My favorite is called Roko’s basilisk, the thought experiment in which a future superintelligent and powerful AI tortures anyone who imagined its existence but didn’t go to the trouble of creating it. In other words it is a vindictive hypothetical being that puts you in danger as soon as you hear the thought experiment. Roko’s basilisk was seen by its inventor, Roko, as an incentive to donate to the cause of Friendly AI to “thereby increase the chances of a positive singularity.” But discussion of it soon so dominated Yudkowsky’s site that he banned it—a move that, not surprisingly, created more interest in the discussion.
A different but related movement in the world of AI futures comes from the Effective Altruism movement, which has been advocated for in this journal by philosopher Peter Singer. Like Yudkowsky, Effective Altruists started out well. Their basic argument was that we should care about human suffering outside our borders, not just in our close proximity, and that we should take personal responsibility for optimizing our money to improve the world.
You can go pretty far with that reasoning—and to their credit, Effective Altruists have made enormous international charitable contributions—but obsessing over the concept of effectiveness is limited by the fact that suffering, like community good, is hard to quantify.
Instead of acknowledging the limits of hard numbers, however, the group has more recently spun off into a parody of itself.
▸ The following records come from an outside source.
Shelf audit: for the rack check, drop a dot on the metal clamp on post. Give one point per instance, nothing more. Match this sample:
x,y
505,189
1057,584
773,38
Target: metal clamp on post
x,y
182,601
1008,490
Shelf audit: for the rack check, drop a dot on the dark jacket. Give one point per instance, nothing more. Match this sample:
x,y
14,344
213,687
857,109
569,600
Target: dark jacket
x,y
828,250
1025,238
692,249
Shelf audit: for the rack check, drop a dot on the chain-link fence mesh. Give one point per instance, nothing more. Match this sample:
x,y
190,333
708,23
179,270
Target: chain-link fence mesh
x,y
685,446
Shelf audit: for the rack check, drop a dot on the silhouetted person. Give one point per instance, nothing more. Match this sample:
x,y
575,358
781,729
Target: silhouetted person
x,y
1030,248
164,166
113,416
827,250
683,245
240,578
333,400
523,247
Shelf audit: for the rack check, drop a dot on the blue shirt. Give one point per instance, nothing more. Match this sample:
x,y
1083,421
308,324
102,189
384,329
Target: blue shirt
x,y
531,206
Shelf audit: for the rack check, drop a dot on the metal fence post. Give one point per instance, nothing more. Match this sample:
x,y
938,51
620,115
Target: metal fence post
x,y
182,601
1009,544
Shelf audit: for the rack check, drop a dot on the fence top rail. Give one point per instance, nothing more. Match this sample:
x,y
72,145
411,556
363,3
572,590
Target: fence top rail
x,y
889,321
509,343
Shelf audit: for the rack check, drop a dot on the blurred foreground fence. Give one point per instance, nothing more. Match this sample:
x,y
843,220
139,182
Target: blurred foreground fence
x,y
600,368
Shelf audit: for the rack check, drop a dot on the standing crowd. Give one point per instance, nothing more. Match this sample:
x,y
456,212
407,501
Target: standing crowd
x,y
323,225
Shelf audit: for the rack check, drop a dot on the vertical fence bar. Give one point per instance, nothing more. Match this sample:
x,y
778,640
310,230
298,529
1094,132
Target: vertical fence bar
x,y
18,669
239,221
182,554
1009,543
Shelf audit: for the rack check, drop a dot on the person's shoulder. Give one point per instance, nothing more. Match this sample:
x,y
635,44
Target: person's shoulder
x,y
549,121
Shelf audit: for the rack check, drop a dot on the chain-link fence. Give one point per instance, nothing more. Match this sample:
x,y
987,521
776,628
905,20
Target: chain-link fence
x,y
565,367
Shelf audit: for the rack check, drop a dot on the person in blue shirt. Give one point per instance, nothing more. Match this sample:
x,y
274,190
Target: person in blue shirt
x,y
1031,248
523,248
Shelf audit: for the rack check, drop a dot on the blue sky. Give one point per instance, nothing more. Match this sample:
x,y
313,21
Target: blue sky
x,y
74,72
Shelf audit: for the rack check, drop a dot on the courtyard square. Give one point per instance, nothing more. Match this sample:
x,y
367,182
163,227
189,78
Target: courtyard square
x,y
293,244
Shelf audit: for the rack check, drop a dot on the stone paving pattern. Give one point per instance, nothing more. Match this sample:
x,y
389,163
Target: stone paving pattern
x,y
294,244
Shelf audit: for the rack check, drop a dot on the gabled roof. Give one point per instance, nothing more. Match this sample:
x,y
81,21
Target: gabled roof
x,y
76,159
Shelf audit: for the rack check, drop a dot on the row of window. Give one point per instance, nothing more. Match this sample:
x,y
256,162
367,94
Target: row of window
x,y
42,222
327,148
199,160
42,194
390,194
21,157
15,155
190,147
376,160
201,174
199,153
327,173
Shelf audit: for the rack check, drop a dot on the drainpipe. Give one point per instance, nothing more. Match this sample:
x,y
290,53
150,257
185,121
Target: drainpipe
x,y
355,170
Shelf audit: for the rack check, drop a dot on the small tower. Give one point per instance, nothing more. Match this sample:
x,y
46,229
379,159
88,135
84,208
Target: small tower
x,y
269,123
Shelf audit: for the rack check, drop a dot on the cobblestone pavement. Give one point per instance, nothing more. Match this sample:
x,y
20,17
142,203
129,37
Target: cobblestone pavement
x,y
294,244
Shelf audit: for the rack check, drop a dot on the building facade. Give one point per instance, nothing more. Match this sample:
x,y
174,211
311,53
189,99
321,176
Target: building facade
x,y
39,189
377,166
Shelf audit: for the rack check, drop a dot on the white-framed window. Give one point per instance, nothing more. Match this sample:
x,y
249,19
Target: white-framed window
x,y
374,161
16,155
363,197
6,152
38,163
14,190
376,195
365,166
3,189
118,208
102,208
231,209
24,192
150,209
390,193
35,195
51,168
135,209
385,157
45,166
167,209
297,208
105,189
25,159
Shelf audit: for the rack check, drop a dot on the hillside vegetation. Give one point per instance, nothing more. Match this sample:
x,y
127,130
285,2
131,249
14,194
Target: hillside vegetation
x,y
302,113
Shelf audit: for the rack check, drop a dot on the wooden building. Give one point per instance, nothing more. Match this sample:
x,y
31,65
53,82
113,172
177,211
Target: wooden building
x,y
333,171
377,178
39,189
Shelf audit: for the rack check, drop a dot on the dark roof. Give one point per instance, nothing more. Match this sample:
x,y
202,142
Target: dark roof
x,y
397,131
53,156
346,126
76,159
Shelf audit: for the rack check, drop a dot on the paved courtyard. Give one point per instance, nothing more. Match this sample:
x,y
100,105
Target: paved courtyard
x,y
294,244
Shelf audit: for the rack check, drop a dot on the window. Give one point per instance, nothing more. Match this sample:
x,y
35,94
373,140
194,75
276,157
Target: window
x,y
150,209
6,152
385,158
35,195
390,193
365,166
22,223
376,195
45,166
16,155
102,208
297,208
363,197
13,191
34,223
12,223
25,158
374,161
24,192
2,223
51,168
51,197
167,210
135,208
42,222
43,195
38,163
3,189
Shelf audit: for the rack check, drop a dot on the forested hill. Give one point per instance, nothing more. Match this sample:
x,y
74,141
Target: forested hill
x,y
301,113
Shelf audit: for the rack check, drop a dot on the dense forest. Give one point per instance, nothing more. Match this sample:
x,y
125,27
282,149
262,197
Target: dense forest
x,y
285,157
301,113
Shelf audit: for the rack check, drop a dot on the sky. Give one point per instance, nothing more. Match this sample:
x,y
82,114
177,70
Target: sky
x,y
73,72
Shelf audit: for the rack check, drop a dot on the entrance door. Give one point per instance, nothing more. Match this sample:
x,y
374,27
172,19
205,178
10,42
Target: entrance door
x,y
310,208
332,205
Some factions believe that instead of worrying about current suffering, they should worry about “existential risks,” unlikely futuristic events that are characterized by computations besieged by powers of ten and could thus cause enormous suffering. A good example comes from Nick Bostrom’s Future of Humanity Institute website: ". . . we find that the expected value of reducing existential risk by a mere one billionth of one billionth of one percentage point is worth a hundred billion times as much as a billion human lives."
As a group these futurists are fundamentally sympathetic figures but woefully simplistic regarding current human problems. If they are not worried about existential risk, they are worried about the suffering of plankton, or perhaps every particle in the universe.
I will shove Elon Musk into this Q2 group, even though he is not a perfect fit. Being an enormously rich and powerful entrepreneur, he probably belongs in the first group, but he sometimes shows up at Effective Altruism events, and he has made noise recently about the computers getting mean and launching us into World War III. The cynics among us might suspect this is mostly a ploy to sell his services as a mediator between the superintelligent AI and humans when the time inevitably comes. After all Musk always has something to sell, including a ticket to Mars, Earth’s backup planet.